Question à Thay à propos du complexe d'égalité
Question :
Cher Thay, chère Sangha, au début de notre séance de pratique,ici tous les matins au Village des Pruniers et également l’an dernier pendant la tournée américaine, nous avons été invités à transformer le soi illusoire et à transformer nos complexes d’infériorité, de supériorité et d’égalité. En Amérique, la formule “complexe d’égalité” remplit les amis d’une grande confusion et de consternation. Dans notre pays, l’égalité est non seulement une obligation légale mais c’est aussi un mot-clé du mouvement des droits humains. Je me demande si vous pourriez nous donner, à moi et à mes amis, plus d’informations sur ces complexes et sur la façon de pratiquer sur ce thème?
Réponse :
Le complexe d’égalité peut entraîner beaucoup de souffrances. Ce n’est pas l’égalité en soi qui entraîne la souffrance, mais le « complexe d’égalité ». Nous devons comprendre le sens du mot “égalité”. Nous savons que le complexe de supériorité nous cause de la souffrance à nous et à l’autre.
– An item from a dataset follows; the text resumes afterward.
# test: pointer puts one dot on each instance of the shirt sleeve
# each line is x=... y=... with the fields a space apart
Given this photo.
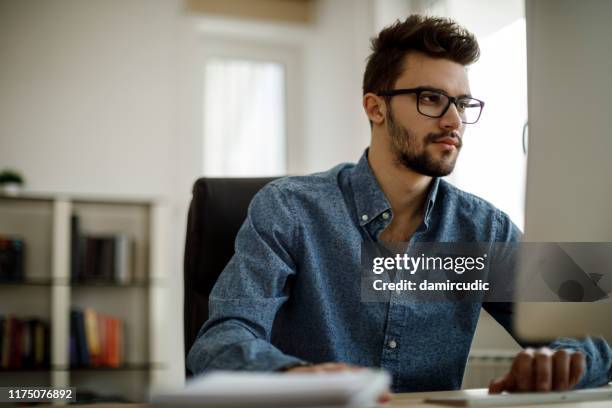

Le complexe d’infériorité, la faible estime de soi, peut être l’origine de nombreuses maladies mentales et nous croyons que l’égalité, le droit d’être égal, est la solution. Mais la pratique de l’enseignement du Bouddha est très profond. Nous souffrons car nous nous comparons à l’autre. “Je suis mieux que lui”, est le complexe de supériorité. “Je suis pis que lui”, est le complexe d’infériorité. Mais “Je suis son égal”, est aussi un complexe car si vous essayez d’être égal, vous essayez d’argumenter que vous êtes égal, et vous continuez de souffrir. Or dans l’enseignement du Bouddhisme, il n’y a pas de soi, si bien que la comparaison n’a pas lieu d’être et c’est alors que le bonheur est parfait. Vous ne comparez plus, et vous pouvez dire : “chéri, tu es moi et je suis toi. Ta souffrance est ma souffrance; ton bonheur est mon bonheur.” C’est beaucoup plus profond. C’est là que la vision de l’inter-être est très importante. Quand vous méditez, vous voyez que vous ne pouvez qu’inter-être, que vous ne pouvez pas exister uniquement par vous-même, vous devez « inter-être » avec l’autre. C’est pourquoi au Village des Pruniers, nous disons : « Tu es, donc, je suis. » Nous inter-sommes ; nous ne voyons pas un individu qui souffre et qui est heureux seul, nous voyons un couple qui vit en harmonie et qui considère le bonheur de l’autre comme son bonheur, la souffrance de l’autre, comme sa souffrance. Ainsi donc, l’harmonie est la base du bonheur et de la paix, et cette harmonie a pour fondement la vision de l’inter-être.
Dans la pratique de la pleine conscience, non seulement essayons-nous d’ôter les complexes d’infériorité et de supériorité, mais aussi le complexe d’égalité. Dans la notion « Je suis aussi bien que lui », « j’ai le droit d’être aussi bien que lui », il y a toujours un soi, et par conséquent il y a toujours comparaison.Tant que vous continuez de comparer, vous souffrez. Mais avec la vision de l’inter-être, vous ne comparez plus car « vous êtes l’autre et l’autre est vous. » Il y a harmonie, paix et bonheur. Je crois que c’est assez simple pour que vos amis le comprennent.